These classes include high-level overviews of best practices for API testing that our team has gathered over six years as a leader in the API testing space.
Just as important as testing an API before and after release, is validating that API is always up and functioning as expected. This is the difference between Uptime (which an APM can measure) and Functional Uptime, which is a powerful and unique aspect of API Fortress.

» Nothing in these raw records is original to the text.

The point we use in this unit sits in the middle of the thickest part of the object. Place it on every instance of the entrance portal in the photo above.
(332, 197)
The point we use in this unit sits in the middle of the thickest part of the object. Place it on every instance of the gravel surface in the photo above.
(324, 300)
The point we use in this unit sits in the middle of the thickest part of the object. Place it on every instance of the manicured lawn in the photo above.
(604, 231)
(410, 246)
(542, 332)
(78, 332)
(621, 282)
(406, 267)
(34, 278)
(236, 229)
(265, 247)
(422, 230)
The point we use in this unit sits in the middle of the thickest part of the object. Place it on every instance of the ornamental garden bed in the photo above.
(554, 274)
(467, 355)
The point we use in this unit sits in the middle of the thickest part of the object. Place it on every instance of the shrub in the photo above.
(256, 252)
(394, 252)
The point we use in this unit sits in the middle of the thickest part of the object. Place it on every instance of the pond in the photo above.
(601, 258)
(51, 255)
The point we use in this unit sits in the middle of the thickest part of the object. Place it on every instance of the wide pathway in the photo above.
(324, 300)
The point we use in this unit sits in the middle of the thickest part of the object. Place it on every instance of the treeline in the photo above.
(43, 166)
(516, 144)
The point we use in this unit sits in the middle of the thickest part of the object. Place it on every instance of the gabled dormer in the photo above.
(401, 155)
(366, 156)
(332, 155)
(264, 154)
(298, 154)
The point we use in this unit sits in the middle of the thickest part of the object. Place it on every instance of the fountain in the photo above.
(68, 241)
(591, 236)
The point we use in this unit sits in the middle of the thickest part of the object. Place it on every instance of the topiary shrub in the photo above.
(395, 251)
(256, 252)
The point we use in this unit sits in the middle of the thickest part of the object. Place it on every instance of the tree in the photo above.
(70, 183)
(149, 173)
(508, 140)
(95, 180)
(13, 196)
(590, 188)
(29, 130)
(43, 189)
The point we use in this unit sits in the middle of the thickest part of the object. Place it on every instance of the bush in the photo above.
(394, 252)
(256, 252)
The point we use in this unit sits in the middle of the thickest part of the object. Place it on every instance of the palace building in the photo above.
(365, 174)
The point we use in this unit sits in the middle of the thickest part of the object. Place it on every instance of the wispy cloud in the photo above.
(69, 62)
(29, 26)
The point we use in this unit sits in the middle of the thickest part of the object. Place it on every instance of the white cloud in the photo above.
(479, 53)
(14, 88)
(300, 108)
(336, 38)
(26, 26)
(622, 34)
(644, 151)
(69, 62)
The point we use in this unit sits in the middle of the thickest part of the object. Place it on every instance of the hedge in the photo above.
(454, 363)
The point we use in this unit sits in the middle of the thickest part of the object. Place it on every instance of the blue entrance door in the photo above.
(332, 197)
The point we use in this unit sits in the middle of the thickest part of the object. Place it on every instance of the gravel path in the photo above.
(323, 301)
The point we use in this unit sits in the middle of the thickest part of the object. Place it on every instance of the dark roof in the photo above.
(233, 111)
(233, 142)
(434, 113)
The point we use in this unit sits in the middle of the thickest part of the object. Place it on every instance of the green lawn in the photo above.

Ultimately, it means using your existing detailed functional/integration tests, and scheduling them to run against a live environment. This way they are constantly testing for uptime, functionality, and performance. The details on using the scheduler are here, but there are some important notes.
Note 1: A test must be Published before you can schedule it. This allows for there to be a finalized version that doesn’t get affected when you start editing a test. This is because when you edit a test it creates a Working Copy.
Note 2: You should monitor your own APIs, but you can also monitor third party APIs! Have a partner API with an SLA? Make sure that API is working as contractually agreed upon.
APIs are the term used to describe web services that connect different platforms or data services together. An example is the Uber application. The way that you search, book, and pay are all done through APIs.
APIs are not complicated, they are just data. When you search for vehicles in the Uber API, it makes this HTTP call:
There are many different types of APIs, the term itself has become vague unfortunately. For our purposes we will always be talking about HTTP APIs. APIs that can be hit with an HTTP call.
There are two types of HTTP APIs, REST and SOAP. That is a huge topic, but from a very high level:
SOAP
This was the most commonly used format, but is now seen as a legacy technology. It’s advantage is that it’s simple and can return a bunch of data. The negative is that it is very poor for more interactive usage, like we see with mobile applications today.
REST
REST is the most common protocol we see today, and more robust overall. It’s specifically made for interactive usage, such as mobile applications.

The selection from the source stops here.